Nina Ansell, a resident at Zetland Court, in Bournemouth, was born on 22 September 1921. She had just turned 18 when the Second World War was declared in 1939. She worked in a wholesale gown department in London with her mother during those days. However, when the Blitz broke out in 1940, Nina was evacuated out of the city and joined the Women’s Royal Naval Service (known as the Wrens) in Portsmouth.
Portsmouth was heavily bombed in those days, so Nina moved again to Leydene House, in Hampshire, where the Naval Signals School was established. She worked there and handled the documents of the Operation Chastise, the code name for the raid that destroyed two dams in the Ruhr valley, Germany.
Nina’s Wren discharge letter, dated 2nd October 1945.
Before retiring in the 1980s, Nina had several other jobs. When she married her husband, they both became self-employed in the catering business and ran a tearoom, where they made cakes for weddings, which were rationed after the war.
Being now 100, she is often asked about how to have a long life. Her answer is simple:
Hard work and a good wine is the secret to reach 100!
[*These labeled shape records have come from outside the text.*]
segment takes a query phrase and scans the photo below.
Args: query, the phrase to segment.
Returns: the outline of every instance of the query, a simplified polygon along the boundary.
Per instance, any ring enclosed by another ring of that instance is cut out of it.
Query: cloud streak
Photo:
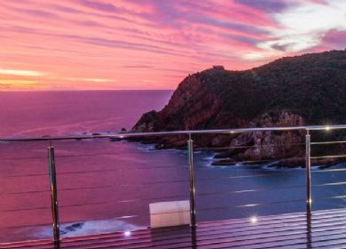
[[[4,1],[0,15],[12,90],[172,89],[215,64],[346,46],[339,0]]]

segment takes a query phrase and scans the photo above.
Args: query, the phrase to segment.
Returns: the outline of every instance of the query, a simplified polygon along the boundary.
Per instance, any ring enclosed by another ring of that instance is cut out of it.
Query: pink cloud
[[[0,9],[0,68],[43,72],[35,78],[40,89],[172,89],[214,64],[246,69],[290,54],[244,59],[267,52],[258,44],[283,28],[275,13],[289,7],[284,0],[251,3],[7,1]],[[344,35],[333,32],[319,49],[342,46]],[[31,80],[12,77],[13,84]]]

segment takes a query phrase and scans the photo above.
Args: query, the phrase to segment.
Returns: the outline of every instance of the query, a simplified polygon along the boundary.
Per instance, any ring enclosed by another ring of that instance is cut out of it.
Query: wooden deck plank
[[[189,227],[64,238],[61,249],[95,248],[346,248],[346,209],[313,212],[308,226],[304,213],[200,222],[193,240]],[[0,244],[0,248],[54,248],[49,240]]]

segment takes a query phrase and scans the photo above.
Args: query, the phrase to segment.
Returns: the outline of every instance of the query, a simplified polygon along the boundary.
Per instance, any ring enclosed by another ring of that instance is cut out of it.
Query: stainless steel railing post
[[[305,168],[306,168],[306,208],[307,212],[311,210],[311,141],[309,130],[306,130],[305,135]]]
[[[194,169],[193,169],[193,141],[189,134],[187,141],[187,149],[189,153],[189,168],[190,168],[190,226],[196,227],[196,188],[194,184]]]
[[[60,241],[60,229],[59,223],[58,195],[57,195],[57,177],[55,171],[54,147],[48,147],[48,168],[51,185],[51,214],[53,218],[54,243],[57,245]]]

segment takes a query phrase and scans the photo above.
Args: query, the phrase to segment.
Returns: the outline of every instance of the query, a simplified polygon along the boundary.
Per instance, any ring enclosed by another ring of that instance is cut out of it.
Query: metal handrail
[[[0,138],[0,142],[9,141],[60,141],[60,140],[90,140],[90,139],[124,139],[137,137],[154,137],[168,135],[189,135],[189,134],[229,134],[246,133],[252,132],[275,132],[275,131],[329,131],[346,129],[346,124],[335,125],[304,125],[287,127],[258,127],[258,128],[236,128],[236,129],[217,129],[217,130],[187,130],[171,132],[151,132],[151,133],[118,133],[115,134],[105,135],[67,135],[67,136],[43,136],[43,137],[22,137],[22,138]]]
[[[67,135],[67,136],[43,136],[43,137],[21,137],[21,138],[0,138],[0,142],[20,142],[20,141],[66,141],[66,140],[90,140],[90,139],[125,139],[138,137],[154,137],[154,136],[170,136],[170,135],[187,135],[187,149],[189,155],[189,173],[190,173],[190,225],[193,229],[196,227],[196,207],[195,197],[196,189],[194,182],[194,165],[193,165],[193,134],[232,134],[245,133],[253,132],[274,132],[274,131],[305,131],[305,166],[306,166],[306,212],[311,213],[311,142],[310,131],[329,131],[336,129],[346,129],[346,124],[339,125],[308,125],[308,126],[287,126],[287,127],[260,127],[260,128],[240,128],[240,129],[218,129],[218,130],[190,130],[190,131],[171,131],[171,132],[155,132],[155,133],[118,133],[114,134],[93,134],[93,135]],[[57,198],[57,183],[54,162],[54,148],[48,147],[48,165],[50,170],[51,195],[51,214],[53,220],[54,242],[59,245],[59,224]]]

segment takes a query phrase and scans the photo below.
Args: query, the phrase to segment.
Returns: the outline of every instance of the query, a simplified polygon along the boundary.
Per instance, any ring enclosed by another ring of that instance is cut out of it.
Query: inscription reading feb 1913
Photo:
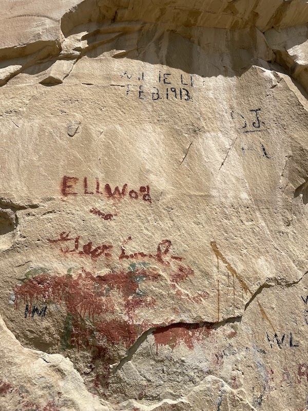
[[[127,81],[126,83],[110,85],[125,87],[127,97],[134,96],[141,100],[189,101],[192,98],[193,88],[199,85],[197,76],[195,74],[176,76],[159,71],[153,79],[152,76],[150,78],[144,71],[134,74],[125,71],[120,76],[121,79]],[[200,85],[204,85],[202,80],[201,83]]]

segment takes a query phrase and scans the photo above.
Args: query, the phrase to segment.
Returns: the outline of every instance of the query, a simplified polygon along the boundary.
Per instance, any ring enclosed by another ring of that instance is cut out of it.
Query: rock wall
[[[308,409],[308,4],[1,0],[0,409]]]

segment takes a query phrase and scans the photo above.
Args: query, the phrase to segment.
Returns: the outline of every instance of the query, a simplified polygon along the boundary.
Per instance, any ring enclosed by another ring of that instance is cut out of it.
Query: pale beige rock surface
[[[308,4],[1,5],[0,409],[307,409]]]

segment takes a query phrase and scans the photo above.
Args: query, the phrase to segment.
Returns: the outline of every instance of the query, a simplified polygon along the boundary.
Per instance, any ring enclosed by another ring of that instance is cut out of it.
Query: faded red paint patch
[[[56,407],[54,402],[49,402],[43,408],[43,411],[60,411],[60,408]]]
[[[194,271],[181,264],[177,263],[175,267],[166,264],[165,258],[170,246],[169,242],[160,244],[156,257],[163,261],[171,284],[176,287],[178,283],[193,275]],[[70,274],[59,276],[44,273],[16,286],[15,304],[16,308],[21,301],[30,307],[37,302],[46,305],[57,303],[65,307],[67,315],[60,344],[63,349],[77,348],[91,353],[91,366],[98,376],[95,385],[106,381],[109,364],[117,358],[120,346],[128,348],[145,330],[156,326],[150,322],[141,325],[134,322],[138,310],[153,309],[157,304],[155,298],[140,290],[140,285],[145,281],[161,281],[165,279],[158,269],[138,267],[134,263],[128,271],[121,270],[104,275],[96,276],[85,270],[74,277]],[[188,298],[179,290],[176,295]],[[201,303],[203,297],[203,294],[189,296],[188,301]],[[114,318],[116,312],[120,310],[126,321]],[[202,338],[199,327],[184,324],[158,329],[155,335],[158,345],[168,344],[172,349],[182,341],[192,349],[194,342]]]
[[[204,326],[179,323],[157,328],[153,333],[157,346],[169,345],[173,350],[175,347],[184,343],[192,350],[195,342],[203,340],[205,331],[207,334],[210,332]]]
[[[0,395],[5,395],[8,392],[12,392],[13,388],[10,384],[0,382]]]

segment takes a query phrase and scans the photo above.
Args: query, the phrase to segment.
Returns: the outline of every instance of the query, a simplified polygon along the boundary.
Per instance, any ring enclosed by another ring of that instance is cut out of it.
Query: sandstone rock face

Karen Casey, Activities Coordinators at Zetland Court, said:
Nina is an amazing woman. She’s kind and gentle, and has a naughty sense of humour!
[Summary: Centenarian resident Nina Ansell at Zetland Court, in Bournemouth, recalls her own wartime resilience in celebration of Women’s History Month in March 2022. During the Second World War, Nina joined the Women’s Royal Naval Service (the Wrens) in Portsmouth.]